Lilly already built an older osteoporosis drug, Evista, into a $1-billion-a-year blockbuster. But sales of that drug have been flat lately. And Lilly has been fighting fiercely to fend off patent challenges from generic drugmakers.
Waiting in the wings is Lilly’s experimental osteoporosis drug arzoxifene. If its clinical trial results come back favorably, Decision Resources expects it to reach $600 million in annual sales by 2018.
In April, Lilly reported that arzoxifene – known as a selective estrogen receptor modulator, or SERM – significantly increased bone mineral density in postmenopausal women.
“Interviewed experts indicate that arzoxifene is the most promising of the third-generation SERMs,” said Dr. Jeremy Goldman, a Decision Resources analyst. “If Phase III clinical trial data confirms this, we forecast that arzoxifene will become the market-leading SERM.”
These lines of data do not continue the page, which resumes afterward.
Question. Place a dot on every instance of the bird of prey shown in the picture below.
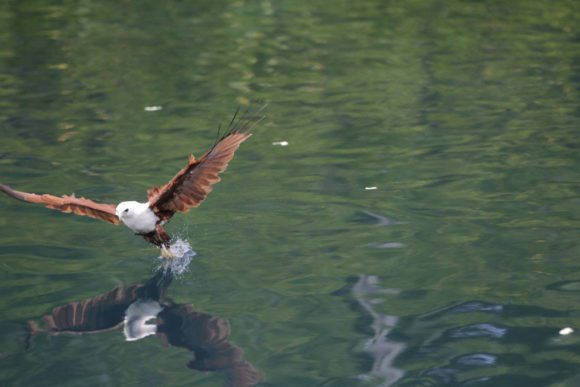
(186, 190)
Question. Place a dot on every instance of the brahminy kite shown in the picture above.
(186, 190)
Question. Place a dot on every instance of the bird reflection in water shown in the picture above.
(143, 310)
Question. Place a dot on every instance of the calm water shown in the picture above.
(460, 268)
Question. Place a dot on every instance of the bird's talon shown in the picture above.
(166, 253)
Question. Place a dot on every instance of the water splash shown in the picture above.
(182, 257)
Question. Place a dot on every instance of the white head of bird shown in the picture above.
(137, 216)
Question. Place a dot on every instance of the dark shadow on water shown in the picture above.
(142, 310)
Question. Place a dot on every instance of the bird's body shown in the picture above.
(186, 190)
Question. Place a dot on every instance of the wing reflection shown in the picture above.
(382, 349)
(143, 310)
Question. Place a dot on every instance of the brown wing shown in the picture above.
(79, 206)
(190, 186)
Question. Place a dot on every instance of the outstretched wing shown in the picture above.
(72, 204)
(190, 186)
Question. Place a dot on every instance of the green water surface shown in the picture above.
(460, 268)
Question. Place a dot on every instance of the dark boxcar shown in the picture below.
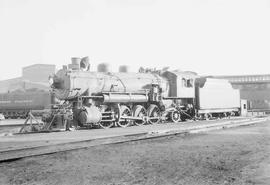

Lilly’s trick, again, is figuring out how to keep its sales and profits up long before 2018 comes. It looks to lose 60 percent of its revenue between 2011 and 2014 as its five top sellers lose their patent protections.
Lilly’s best hope for near-term profits is prasugrel. The blood-thinner is now on the market in Europe but is still languishing before regulators at the U.S. Food and Drug Administration.
On Feb. 3, an FDA advisory panel unanimously recommended prasugrel for approval. But questions over the exclusion of a prasugrel critic from the panel – at Lilly’s request – appeared to have stalled the drug again.
Lilly will split all prasugrel revenue with its development partner on the drug, Japan-based Daiichi Sankyo Co. Ltd.